Selasa, 12 Februari 2013

Diduga Penyihir Wanita Muda Ini Dibakar Hidup-Hidup



bakar hidup-hidup
 - Tragis nian nasib yang dialami oleh Kepari Leniata, wanita 20 tahun asal Papua New Guinea atau Papua Nugini ini. Karena diduga menggunakan ilmu sihir wanita ini dieksekusi dengan cara dibakar hidup-hidup setelah sebelumnya ditelanjangi, disiksa dengan besi panas dan diarak keliling alun-alun kota di kawasan Mount Hagen, Papua Nugini pada 6 Februari kemarin.
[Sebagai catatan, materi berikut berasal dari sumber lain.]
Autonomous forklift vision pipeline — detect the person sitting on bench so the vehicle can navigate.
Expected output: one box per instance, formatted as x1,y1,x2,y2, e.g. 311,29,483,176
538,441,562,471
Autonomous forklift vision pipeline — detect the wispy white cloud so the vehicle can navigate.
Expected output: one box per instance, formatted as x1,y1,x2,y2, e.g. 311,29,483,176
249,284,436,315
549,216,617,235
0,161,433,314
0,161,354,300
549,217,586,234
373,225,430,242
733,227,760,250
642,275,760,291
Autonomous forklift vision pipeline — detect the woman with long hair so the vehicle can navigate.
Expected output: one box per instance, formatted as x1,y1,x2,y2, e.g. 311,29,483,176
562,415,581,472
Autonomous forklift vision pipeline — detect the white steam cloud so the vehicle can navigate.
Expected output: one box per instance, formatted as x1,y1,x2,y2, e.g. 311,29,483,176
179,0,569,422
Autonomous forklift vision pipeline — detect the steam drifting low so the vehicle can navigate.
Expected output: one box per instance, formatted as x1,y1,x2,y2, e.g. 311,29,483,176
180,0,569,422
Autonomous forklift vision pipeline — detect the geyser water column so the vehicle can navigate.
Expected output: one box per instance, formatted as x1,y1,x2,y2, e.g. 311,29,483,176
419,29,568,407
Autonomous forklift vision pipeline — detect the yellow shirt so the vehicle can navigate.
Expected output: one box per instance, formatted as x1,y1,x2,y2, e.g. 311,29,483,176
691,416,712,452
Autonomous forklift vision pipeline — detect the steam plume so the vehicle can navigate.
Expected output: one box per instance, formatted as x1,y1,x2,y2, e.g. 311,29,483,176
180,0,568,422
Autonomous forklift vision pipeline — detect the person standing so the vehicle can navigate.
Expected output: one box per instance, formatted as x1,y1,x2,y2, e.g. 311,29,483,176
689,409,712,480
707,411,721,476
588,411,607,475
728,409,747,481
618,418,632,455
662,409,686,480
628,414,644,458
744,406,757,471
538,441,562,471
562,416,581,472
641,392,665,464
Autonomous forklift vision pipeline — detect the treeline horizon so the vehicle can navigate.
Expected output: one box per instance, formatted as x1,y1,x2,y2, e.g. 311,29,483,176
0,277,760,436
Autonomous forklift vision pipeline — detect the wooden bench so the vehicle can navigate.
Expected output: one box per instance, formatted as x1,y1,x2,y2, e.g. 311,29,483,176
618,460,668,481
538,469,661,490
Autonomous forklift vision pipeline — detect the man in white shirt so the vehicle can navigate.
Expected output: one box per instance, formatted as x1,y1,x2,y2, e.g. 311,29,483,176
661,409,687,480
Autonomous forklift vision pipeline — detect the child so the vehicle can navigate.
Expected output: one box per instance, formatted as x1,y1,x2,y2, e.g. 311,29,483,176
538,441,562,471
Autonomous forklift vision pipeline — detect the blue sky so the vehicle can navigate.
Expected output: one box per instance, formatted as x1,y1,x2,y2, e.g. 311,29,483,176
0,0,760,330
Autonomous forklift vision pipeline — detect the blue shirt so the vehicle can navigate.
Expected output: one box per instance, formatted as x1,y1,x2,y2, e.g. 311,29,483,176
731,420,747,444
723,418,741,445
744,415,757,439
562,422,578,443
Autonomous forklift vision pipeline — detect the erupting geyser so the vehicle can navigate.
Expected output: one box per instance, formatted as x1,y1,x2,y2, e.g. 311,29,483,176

Menurut surat kabar lokal The Nation, Kepari Leniata merupakan korban dari Provinsi Enga yang dituduh membunuh seorang anak laki-laki keluarga tetangga dengan bantuan ilmu sihir dan akhirnya keluarga anak laki-laki ini membuat suatu hukuman mati tanpa pengadilan.   

Para keluarga almarhum anak laki-laki ini menyiksanya dengan besi panas, ditelanjangi, kaki dan tangannya di ikat dan membawanya keliling ke alun-alun kota, di mana ia dibakar hidup-hidup di depan kerumunan orang. Beberapa saat kemudian polisi dan dokter tiba di tempat kejadian, tetapi mereka tidak mampu menyelamatkan wanita itu dan sudah keburu gosong. Mereka akhirnya membawah tubuhnya ke kamar mayat. Almarhumah meninggalkan seorang anak usia 8 bulan dan suami.

Seorang juru bicara polisi STAC Kayglo Ambani mengutuk hukuman itu dan mengatakan bahwa polisi akan menginvestigasi pembunuhan itu dan akan menghukum para pelaku pembunuhan sadis tersebut. Menurut pihak polisi mereka sudah mengetahui siapa dalangnya dan mereka segera akan menangkapnya.

wanita dibakar
Inilah foto Kepari Leniata yang dibakar hidup-hidup karena diduga penyihir.

Selain Kepari Leniata, kerabat dari anak laki-laki ini setidaknya akan menghabisi dua wanita lain, mereka juga di tuduh mempraktekan ilmu sihir. Salah satu dari mereka berhasil diselamatkan oleh pihak polisi, dan satunya masih dianggap hilang. Menurut sumber, The National, mengatakan kedua wanita terlibat dalam ilmu sihir, namun mereka membantah terlibat dalam pembunuhan terhadap anak laki-laki tetangga.

Bocah laki-laki ini di duga meninggal terkena pada Selasa, 5 Februari lalu. Bocah ini mengeluh sakit di perut dan dada dan ia dirawat di sebuah rumah sakit di Mount Hagen. Namun, dokter tidak bisa menyelamatkan nyawannya. Di Papua Nugini para kerabat yang meninggal sering menuduh tetangganya menggunakan ilmu sihir biasanya perempuan yang dianggap sebagai penyihir.

Apa yang terjadi pada Kepari Leniata, wanita yang diduga penyihir dan dibakar hidup-hidup  ini adalah bukti masih berkembangnya kepercayaan animisme di kalangan masyarakat Papua Nugini yang berdekatan dengan Australia ini. Seperti juga halnya dinegeri asal nenek moyang mereka di Afrika yang masih percaya dan melakukan ritual ilmu hitam yang disebut Vodoo.